# 2013 Rogue



## dajones319 (Jun 23, 2017)

Hi guys!! 

I have a 2013 Nissan Rogue SV AWD. Last weekend I noticed my rear wiper was down where it shouldn't have been. I got out and looked at it, it seems like the motor itself is loose in the back hatch? I was able to rotate it to where it needed to be. It seems like it pushes down, like where the nut is on the arm and it doesn't look like it's loose. and it's not being held steady in there. Wiper goes down off glass onto hatch. I guess it's kinda hard to explain. Anyways, I'm relatively mechanically inclined myself, so if it's something I don't need to use warranty for, I'd rather do it that way... Does anybody have any schematics of the parts inside the rear door? I haven't had any luck whatsoever trying to look myself. It works fine, it's just a pain because I know it's not like it should be. Could possibly get pics if need be.


----------



## quadraria10 (Jul 6, 2010)

Kind of doubt its the motor spinning.
Here is a part diagram
https://partsouq.com/en/catalog/gen...US0Ffd2B9cyoOWA$&vid=1702&cid=10&uid=69651&q=

Sounds like your arm has worked its way loose. You will want to pry off the protective cover and then loosen the nut for the arm, reposition the arm and then tighten it up anew.


----------



## dajones319 (Jun 23, 2017)

I've attached a few pictures. The first one shows how tight the nut is because that's what I thought at first. The second picture shows it with the arm pushed all the way in and the third one shows the arm pulled all the way out.


----------



## dajones319 (Jun 23, 2017)

I'm not sure if there is a c-clip that came out or what


----------



## quadraria10 (Jul 6, 2010)

Have you actually removed the arm and repositioned it? Maybe there is a problem with the pivot seal? Seems to me the movement you are showing in your pics is normal. Word to the wise flexing the arm at the spring will make it easier to remove if its stuck. The set up is very similar to the rear wiper on my Xtrail, and the only c clamp I can think of is at the top of the motor armature where the spindle goes through it.
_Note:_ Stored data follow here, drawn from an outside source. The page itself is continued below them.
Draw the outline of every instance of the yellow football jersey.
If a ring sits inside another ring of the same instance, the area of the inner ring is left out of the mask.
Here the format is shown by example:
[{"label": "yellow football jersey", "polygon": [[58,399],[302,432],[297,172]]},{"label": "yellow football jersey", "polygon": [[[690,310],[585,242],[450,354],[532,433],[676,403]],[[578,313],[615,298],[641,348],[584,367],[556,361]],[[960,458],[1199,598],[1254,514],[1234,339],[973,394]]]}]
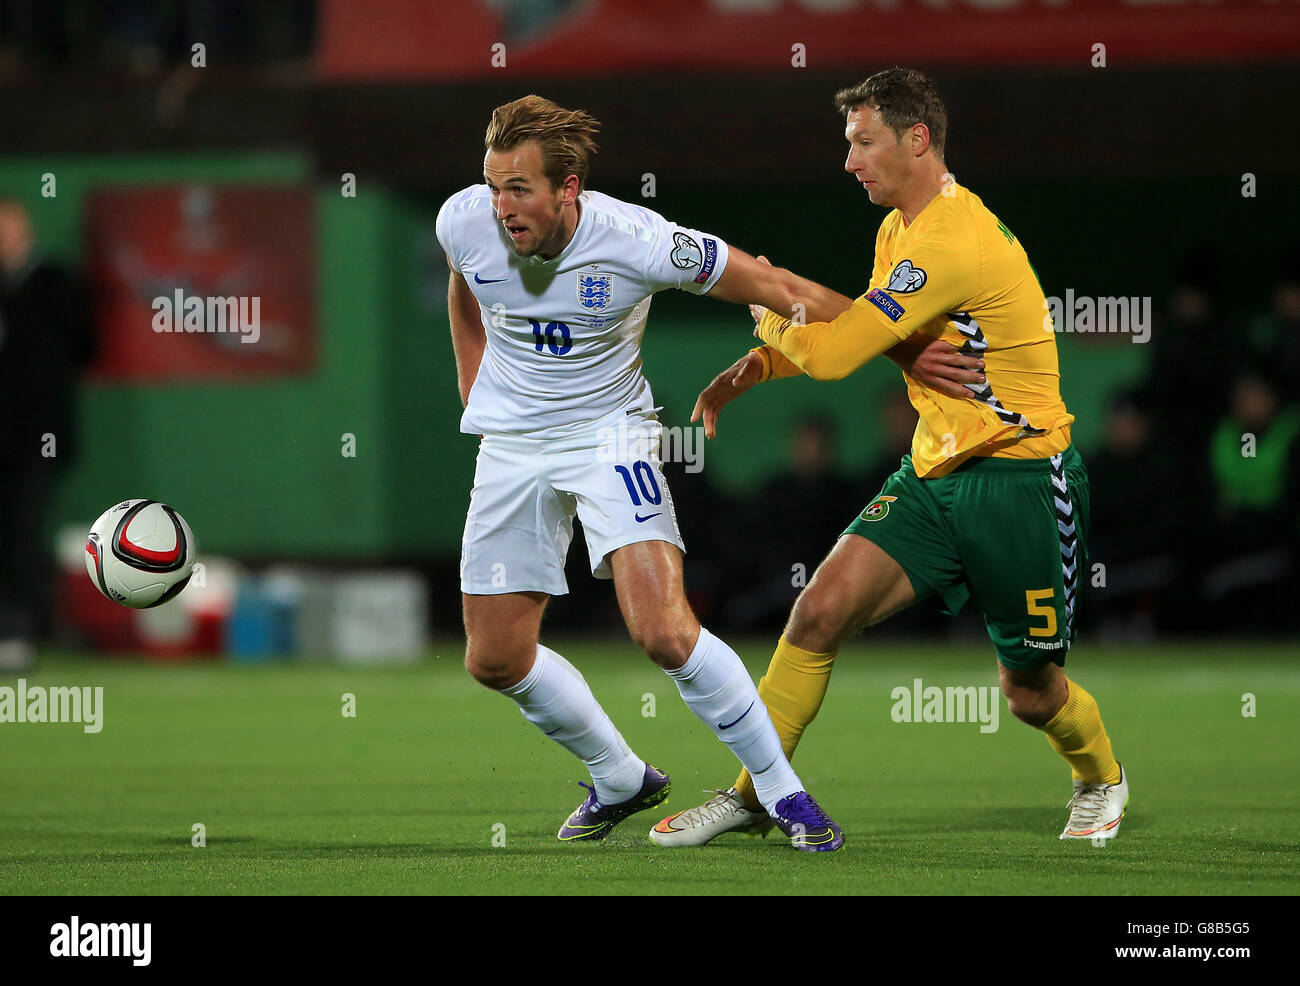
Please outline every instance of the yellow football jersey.
[{"label": "yellow football jersey", "polygon": [[[812,376],[847,376],[914,332],[984,360],[988,383],[948,397],[907,377],[920,420],[916,474],[942,476],[972,455],[1044,458],[1070,444],[1056,336],[1029,258],[1007,229],[960,185],[936,195],[910,225],[895,209],[876,235],[868,291],[831,322],[791,325],[774,316],[764,342]],[[768,357],[774,376],[786,375]]]}]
Only reason to remove it is to disassemble the wiper motor assembly and clean corrosion around the spindle that can cause it to bind and the motor to seize. 
For what its worth, last week I had work done on my rear hatch and the body shop did not properly attach the wiper arm and the operating stop point was way too low. So basically I just undid it and put it back on correctly. It was easier to take 5 minutes, rather than going back to the shop and wait for them. Its working fine. 
By the way if you do a google search or go to NICO Forums you can find the service manual for your Rogue, and it will have all the details and torque specs for you.
Somehow I don't think your warranty would still cover this. Good luck with your repair


----------



## dajones319 (Jun 23, 2017)

It sounds like something is moving around inside there more than just the arm. I'm relatively mechanically inclined myself and it just doesn't seem right. I took it to my God father who is a mechanic as well and he said it seems like something is loose. If the arm is pulled all the way out it pivots like it's supposed to, but if it like falls in, it does not and flops all over the place. My step mom also has a 2014 Rogue and hers doesn't push in & out like this, nor make any sort of noise, so I know it's not normal. I use it regularly, almost daily so I'm not sure if the wear and tear caused something to come loose. I guess the only way I will find out is to take it apart.

I tried to register for the other forum before I came here but for some reason the "security" question to make sure I wasn't a robot(it was asking two makes the forum is for, Nissan & Infiniti) and when I answered it still gave me an error message. I got frustrated and gave up. Lol


----------



## quadraria10 (Jul 6, 2010)

Here you go
https://ownersmanuals2.com/make/nissan/rogue-2013-396

The 2011 is even more complete

Section WW should contain what you want.


----------